The German Finance Ministry’s annual risk report titled “First Money Laundering and Terrorist Financing National Risk Assessment” laid out the risks involved with each cryptocurrency and its effects on financial security.
The latest report expressed concerns toward the privacy-focused coins like Monero. The report highlighted the rise in the use of these tokens in criminal activities as they are harder to trace.
The report noted the difference between pseudo-anonymous and anonymous tokens. Citing that pseudo-anonymous tokens can be traced back to their public ledger and analyzed for suspicious activities. On the contrary, anonymous tokens such as Monero (XMR) and Zcash (ZEC) are inherently private which do not disclose any data associated with the transacting party.
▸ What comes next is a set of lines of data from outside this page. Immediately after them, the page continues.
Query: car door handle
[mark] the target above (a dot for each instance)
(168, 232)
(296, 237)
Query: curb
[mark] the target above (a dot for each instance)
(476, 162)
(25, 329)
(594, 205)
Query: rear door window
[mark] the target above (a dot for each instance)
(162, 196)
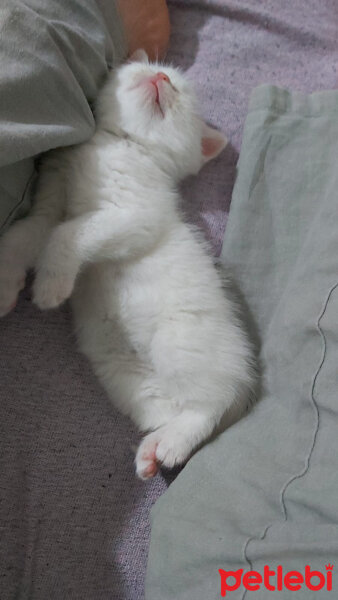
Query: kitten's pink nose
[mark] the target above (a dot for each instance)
(160, 77)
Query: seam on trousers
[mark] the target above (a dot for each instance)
(314, 437)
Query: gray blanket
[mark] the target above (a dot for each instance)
(265, 493)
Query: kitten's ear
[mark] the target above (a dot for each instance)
(139, 55)
(213, 142)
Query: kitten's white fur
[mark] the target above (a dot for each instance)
(149, 307)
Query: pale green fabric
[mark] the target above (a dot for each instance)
(266, 491)
(54, 57)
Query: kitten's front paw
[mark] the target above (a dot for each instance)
(49, 291)
(11, 282)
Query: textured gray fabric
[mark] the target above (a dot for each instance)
(265, 492)
(53, 58)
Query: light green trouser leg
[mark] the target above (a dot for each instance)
(266, 491)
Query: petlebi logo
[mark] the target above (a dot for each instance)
(273, 580)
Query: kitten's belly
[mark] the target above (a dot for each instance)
(155, 291)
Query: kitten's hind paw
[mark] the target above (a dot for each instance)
(49, 291)
(146, 461)
(163, 447)
(10, 285)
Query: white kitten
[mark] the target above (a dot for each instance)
(149, 307)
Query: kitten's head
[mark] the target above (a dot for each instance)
(156, 106)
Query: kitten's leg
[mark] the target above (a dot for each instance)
(19, 248)
(173, 443)
(133, 387)
(104, 234)
(21, 245)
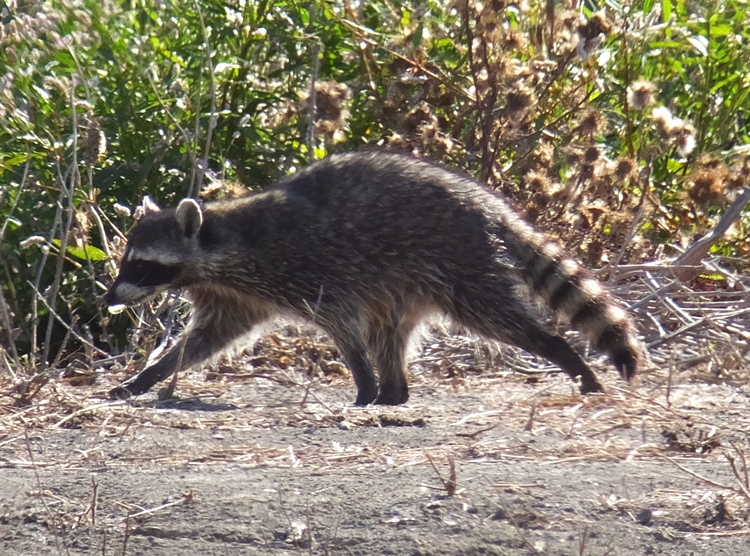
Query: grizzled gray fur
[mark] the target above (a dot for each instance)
(366, 245)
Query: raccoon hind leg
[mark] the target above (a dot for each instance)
(493, 308)
(387, 339)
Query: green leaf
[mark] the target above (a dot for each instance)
(405, 17)
(417, 37)
(86, 253)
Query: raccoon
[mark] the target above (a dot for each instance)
(366, 245)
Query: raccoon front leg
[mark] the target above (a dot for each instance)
(387, 341)
(493, 309)
(349, 341)
(197, 345)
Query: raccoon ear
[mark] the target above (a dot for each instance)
(189, 217)
(149, 205)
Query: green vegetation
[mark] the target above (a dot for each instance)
(610, 123)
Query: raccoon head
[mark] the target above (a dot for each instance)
(159, 253)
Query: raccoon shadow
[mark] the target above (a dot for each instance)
(194, 403)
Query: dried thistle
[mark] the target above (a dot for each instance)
(676, 130)
(222, 190)
(96, 143)
(592, 154)
(623, 168)
(331, 111)
(517, 102)
(641, 94)
(664, 121)
(592, 33)
(590, 124)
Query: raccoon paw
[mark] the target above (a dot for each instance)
(392, 397)
(591, 386)
(366, 397)
(120, 393)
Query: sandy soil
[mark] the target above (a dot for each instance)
(252, 460)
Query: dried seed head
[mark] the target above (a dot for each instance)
(590, 124)
(331, 112)
(684, 137)
(518, 101)
(623, 168)
(708, 181)
(664, 121)
(121, 210)
(641, 95)
(592, 154)
(536, 182)
(96, 143)
(591, 34)
(221, 190)
(597, 25)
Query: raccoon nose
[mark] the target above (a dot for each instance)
(109, 297)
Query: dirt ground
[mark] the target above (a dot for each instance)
(253, 459)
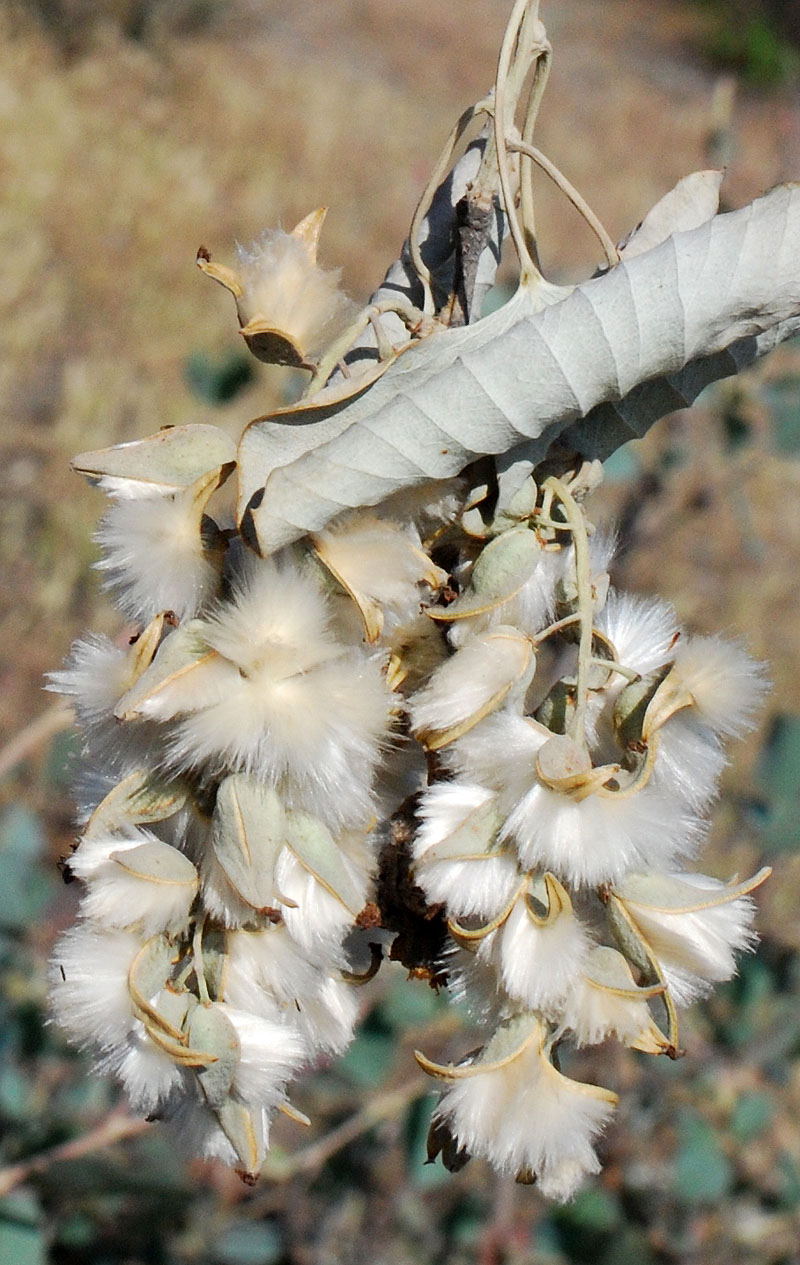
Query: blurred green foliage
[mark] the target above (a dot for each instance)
(753, 41)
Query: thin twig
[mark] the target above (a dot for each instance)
(381, 1106)
(570, 191)
(55, 720)
(113, 1129)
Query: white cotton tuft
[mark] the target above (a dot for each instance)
(147, 1074)
(136, 881)
(490, 669)
(285, 290)
(601, 838)
(694, 924)
(327, 1017)
(153, 555)
(608, 1006)
(689, 760)
(266, 967)
(477, 887)
(725, 684)
(317, 920)
(527, 1118)
(270, 1053)
(286, 702)
(198, 1131)
(643, 631)
(89, 986)
(537, 964)
(582, 841)
(95, 676)
(382, 566)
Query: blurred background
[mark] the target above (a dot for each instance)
(131, 133)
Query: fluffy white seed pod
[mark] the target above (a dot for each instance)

The report caution over the use of such tokens, even though it’s market presence is very low. The ministry report noted that these tokens are getting more popular by the day and may become a go-to token for criminals.
The use of cryptocurrencies for illicit activities has been proven to be much lower than common belief. A team at MIT with the help of AI found that only 1-2 percent of Bitcoin transactions have been ever used for criminal activities.
The price volatility of these digital assets makes it difficult to be used as a mode of payment and thus stablecoins can become a convenient way of launching money than other crypto assets. The report noted,
“The use of cash, in contrast to the use of pseudonymous crypto assets, leaves no traceable footprint and is easy to handle, so it can be assumed that, for example, the transfer of funds in the field of terrorism financing alongside money transfer service providers currently continues mainly via cash couriers.”